As you have realized by now, I chose the benefit of the pain medication, and after so many days of severe pain, I felt like a human being again and was able to appreciate my life.
It was amusing in a way because the fact jumped out at me how German I have remained after all these years. Germans didn’t much believe in pain killers in my time. Was it considered a sign of weakness? I don’t know, but I hope things are different these days. As a good German, I took my pain meds but strictly followed the amount indicated on the bottle, and with no consideration of the amount of pain I experienced. The doctor told me during our visit, to take the least pain medication I needed to be pain-free and have an acceptable quality of life. Lesson learned! I feel so much better, and the price of not driving a car is nothing compared to being miserable. I also decided to check if I have other old beliefs stuck somewhere in my memory bank, which could directly or indirectly still influence my life.
When choosing to drive vs. not to drive, I realized that being independent was the kicker. I remembered how my mother-in-law fought to keep driving her car. There was no logic left in her mind about whether she could or should drive; she only wanted to keep her car and her independence.

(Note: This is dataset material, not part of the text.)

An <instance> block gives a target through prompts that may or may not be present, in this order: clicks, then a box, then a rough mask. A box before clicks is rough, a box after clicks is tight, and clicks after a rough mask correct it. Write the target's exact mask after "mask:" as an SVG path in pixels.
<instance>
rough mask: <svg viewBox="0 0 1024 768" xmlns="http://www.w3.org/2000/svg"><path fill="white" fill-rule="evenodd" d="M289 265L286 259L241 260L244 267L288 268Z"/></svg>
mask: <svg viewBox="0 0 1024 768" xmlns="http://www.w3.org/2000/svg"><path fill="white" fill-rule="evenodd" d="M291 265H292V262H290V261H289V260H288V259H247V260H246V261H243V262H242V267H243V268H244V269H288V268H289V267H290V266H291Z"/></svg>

I wondered then how I would react, and I have my answer. I will only drive when I can safely do so. It is not just about me but also all the other people on the road. Isn’t that true for all us seniors? We have reached a time in our lives when we have to make compromises. They are not always easy and can often cause anxiety and fear. But as long as our decisions are based on full knowledge of the circumstances and possible consequences, we can feel comfortable and in peace. And there are always solutions, as long we keep an open mind.
I know that my driving restriction is only temporary and that I will be able to drive again safely, but it allowed me to look within and see that I will be able to make necessary life-changing decisions without regrets or hang-ups when they become necessary. Isn’t it amazing how much we can learn about ourselves? I am grateful for having had this opportunity.